• The editor in charge of this paper was Fabrizio Zilibotti.

  • Acknowledgments: Both authors are affiliated with CEPR. We are grateful to the editor and three anonymous referees for useful suggestions. We have benefited from the comments of Francesco Caselli, Antonio Ciccone, Gianluca Clementi, Andrew Ellul, Luigi Guiso, Enisse Kharroubi, Thomas Philippon, Mario Padula, and seminar participants at the Universities of Naples, Sassari, Cagliari, and Venice; EIEF, at the CREI-CEPR conference on Finance, Growth, and the Structure of the Economy and at the Bank of Italy conference on Trends in the Italian Productive System. We also thank Diana Nicoletti for helping us with Thomson Datastream. Fabiano Schivardi thanks the European Community’s Seventh Framework Programme (grant agreement n. 216813) for financial support.

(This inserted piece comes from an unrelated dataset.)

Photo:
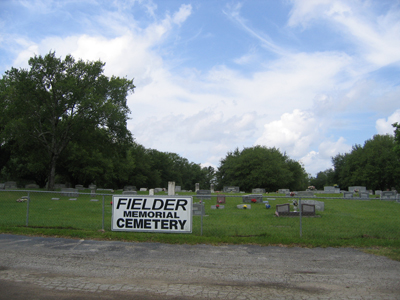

E-mail: (Michelacci); (Schivardi)


Several imperfections can prevent entrepreneurs from diversifying away the idiosyncratic risk of their business. As a result idiosyncratic risk discourages entrepreneurial activity and hinders growth, with the effects being stronger in economies with lower risk diversification opportunities. In accordance with this prediction, we find that OECD countries with low levels of risk diversification opportunities (as measured by the relevance of family firms or of widely held companies) perform relatively worse (in terms of productivity, investment, and business creation) in sectors characterized by high idiosyncratic risk. Differently from previous literature, we allow risk to be country specific. Since risk is endogenous to risk diversification opportunities, we instrument its value using sectoral risk in the United States, a country where idiosyncratic business risk can be more easily diversified away. Tackling the endogeneity of risk and recognizing that it varies by country magnifies the estimated effects of risk on growth.